Me enamoré. Se puede decir que lo hice. Aunque en ese momento únicamente noté como me molestaba el pantalón. Sonreía sin importarme nada, el descaro siempre fue propio de mí y a ella no parecía importarle. A nadie le importaba o interesaba lo que yo pensara. Mis labios se perfilaban siempre crueles o solitarios, y con ese sabor inconfundible del whisky, pero esta vez se veían mágicamente voraces. Quería morder su piel y atravesar sus carnes, devorarla como un lobo en mitad de la fría estepa.
Desde aquella noche fui preso de sus contoneos. Se movía como una serpiente, pero sus ojos eran de gata salvaje. Sus uñas postizas arañaban la metálica barra de la que se agarraba con sutileza. Era su victima, ella no era la mía. Lo supe y lo medité con calma. Siempre a una distancia pertinente, siempre acariciando mi entrepierna con impaciencia e indecencia. Pero ¿Qué caballero de esa sala no lo había hecho ya? Sin embargo, para mí era mi musa, la inspiración de cada tortuosa noche al llegar a casa con mi mujer.
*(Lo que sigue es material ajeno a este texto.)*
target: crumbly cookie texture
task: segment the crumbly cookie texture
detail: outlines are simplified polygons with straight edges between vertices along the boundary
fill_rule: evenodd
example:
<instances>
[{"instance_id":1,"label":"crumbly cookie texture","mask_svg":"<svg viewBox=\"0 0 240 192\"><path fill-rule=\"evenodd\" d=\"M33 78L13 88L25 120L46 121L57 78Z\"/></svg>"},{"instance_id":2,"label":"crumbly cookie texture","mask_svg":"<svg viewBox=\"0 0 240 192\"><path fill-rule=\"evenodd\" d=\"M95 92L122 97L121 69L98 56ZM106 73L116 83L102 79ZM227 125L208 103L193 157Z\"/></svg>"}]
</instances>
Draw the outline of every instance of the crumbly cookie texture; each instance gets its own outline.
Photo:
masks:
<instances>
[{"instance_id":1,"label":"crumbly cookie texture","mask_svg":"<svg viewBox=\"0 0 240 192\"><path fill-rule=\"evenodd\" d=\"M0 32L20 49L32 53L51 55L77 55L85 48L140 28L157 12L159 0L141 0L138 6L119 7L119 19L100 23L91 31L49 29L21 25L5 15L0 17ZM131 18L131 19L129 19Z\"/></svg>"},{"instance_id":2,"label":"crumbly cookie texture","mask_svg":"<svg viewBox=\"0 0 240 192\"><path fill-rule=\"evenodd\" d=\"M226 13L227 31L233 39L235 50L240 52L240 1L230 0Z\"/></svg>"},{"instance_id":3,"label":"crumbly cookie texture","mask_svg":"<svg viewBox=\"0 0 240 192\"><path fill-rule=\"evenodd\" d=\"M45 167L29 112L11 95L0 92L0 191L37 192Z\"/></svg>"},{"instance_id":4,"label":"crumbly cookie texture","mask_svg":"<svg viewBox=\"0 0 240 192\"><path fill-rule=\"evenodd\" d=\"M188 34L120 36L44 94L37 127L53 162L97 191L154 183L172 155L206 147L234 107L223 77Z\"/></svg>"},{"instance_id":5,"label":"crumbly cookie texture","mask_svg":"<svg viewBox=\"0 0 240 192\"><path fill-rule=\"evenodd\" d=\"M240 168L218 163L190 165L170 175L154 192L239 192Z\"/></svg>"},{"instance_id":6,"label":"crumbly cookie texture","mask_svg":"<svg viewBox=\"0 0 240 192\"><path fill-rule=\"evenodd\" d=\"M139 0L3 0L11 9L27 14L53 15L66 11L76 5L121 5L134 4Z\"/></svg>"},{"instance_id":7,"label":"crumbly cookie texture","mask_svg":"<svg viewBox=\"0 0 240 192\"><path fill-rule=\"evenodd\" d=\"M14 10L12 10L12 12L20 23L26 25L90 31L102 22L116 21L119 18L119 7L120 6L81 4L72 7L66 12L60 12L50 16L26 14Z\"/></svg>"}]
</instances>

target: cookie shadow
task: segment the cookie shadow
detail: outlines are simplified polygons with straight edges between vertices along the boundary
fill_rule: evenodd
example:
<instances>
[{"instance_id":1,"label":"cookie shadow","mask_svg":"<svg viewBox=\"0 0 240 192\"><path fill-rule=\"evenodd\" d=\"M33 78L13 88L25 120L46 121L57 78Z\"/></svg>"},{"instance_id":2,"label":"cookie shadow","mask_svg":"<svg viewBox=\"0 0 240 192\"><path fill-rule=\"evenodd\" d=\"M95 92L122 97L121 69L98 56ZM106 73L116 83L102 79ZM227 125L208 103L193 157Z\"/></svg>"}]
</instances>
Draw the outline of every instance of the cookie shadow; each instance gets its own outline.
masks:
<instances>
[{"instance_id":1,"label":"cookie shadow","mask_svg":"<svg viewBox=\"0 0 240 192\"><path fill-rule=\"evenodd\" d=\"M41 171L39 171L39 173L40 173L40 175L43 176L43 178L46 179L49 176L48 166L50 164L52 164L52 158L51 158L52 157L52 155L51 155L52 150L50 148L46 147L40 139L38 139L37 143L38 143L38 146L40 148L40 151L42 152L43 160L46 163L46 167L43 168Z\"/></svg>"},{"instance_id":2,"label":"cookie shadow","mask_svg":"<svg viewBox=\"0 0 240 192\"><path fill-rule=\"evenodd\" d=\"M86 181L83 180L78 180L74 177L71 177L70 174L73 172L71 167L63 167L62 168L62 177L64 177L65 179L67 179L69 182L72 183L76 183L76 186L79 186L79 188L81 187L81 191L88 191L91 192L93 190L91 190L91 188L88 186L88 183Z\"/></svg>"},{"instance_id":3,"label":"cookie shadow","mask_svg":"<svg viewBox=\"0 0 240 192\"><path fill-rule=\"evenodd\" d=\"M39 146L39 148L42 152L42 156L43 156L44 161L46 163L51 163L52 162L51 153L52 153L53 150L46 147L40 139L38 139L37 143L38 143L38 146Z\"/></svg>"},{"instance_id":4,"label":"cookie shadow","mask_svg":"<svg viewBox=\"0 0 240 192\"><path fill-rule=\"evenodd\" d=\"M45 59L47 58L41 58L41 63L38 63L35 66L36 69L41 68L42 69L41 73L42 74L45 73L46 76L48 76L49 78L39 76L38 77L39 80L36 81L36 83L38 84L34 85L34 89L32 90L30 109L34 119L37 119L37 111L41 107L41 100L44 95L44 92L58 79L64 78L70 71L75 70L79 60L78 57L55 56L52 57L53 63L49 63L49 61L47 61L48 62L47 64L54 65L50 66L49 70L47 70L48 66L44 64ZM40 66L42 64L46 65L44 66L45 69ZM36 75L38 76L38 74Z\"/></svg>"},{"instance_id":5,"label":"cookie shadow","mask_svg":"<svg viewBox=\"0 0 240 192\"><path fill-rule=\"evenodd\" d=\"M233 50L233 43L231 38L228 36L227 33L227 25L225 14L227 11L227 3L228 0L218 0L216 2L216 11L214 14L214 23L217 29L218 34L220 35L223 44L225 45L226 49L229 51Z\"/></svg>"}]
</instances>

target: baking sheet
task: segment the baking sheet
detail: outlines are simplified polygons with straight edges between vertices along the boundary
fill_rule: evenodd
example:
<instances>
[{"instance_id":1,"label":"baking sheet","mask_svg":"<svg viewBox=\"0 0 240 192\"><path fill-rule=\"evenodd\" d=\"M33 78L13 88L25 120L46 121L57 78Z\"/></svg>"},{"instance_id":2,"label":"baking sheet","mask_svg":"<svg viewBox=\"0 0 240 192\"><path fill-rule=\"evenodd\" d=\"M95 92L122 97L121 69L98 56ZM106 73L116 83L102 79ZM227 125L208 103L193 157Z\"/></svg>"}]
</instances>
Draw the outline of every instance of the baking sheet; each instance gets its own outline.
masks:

He de decir que jamás la toqué. No era capaz de palpar su cuerpo y romper el encanto. Tampoco quería conversar, por si su voz no era como yo esperaba. Era un amor de colegial, hacia algo magnético e imposible de alcanzar o soñar. Sí, algo así.
Una noche al llegar al local vi coches patrullas y agentes acordonando la zona. Se había cometido un asesinato. Su cuerpo había aparecido desollado en uno de los lavabos del local y había sido encontrado por uno de los numerosos clientes. No daban demasiados datos, tan sólo su nombre y edad. En ese instante mi alma se quedó hecha tizas, como si alguien la hubiera congelado y después triturado en una gran picadora de hielo. Mi musa, me habían arrancado mi musa.
Desde ese día no disfruto la vida, tan sólo saboreo los instantes del pasado mientras calo mi cigarrillo y me pregunto qué hubiera pasado… ¿qué? ¿Qué hubiera ocurrido si hubiera tenido agallas de romper el hechizo?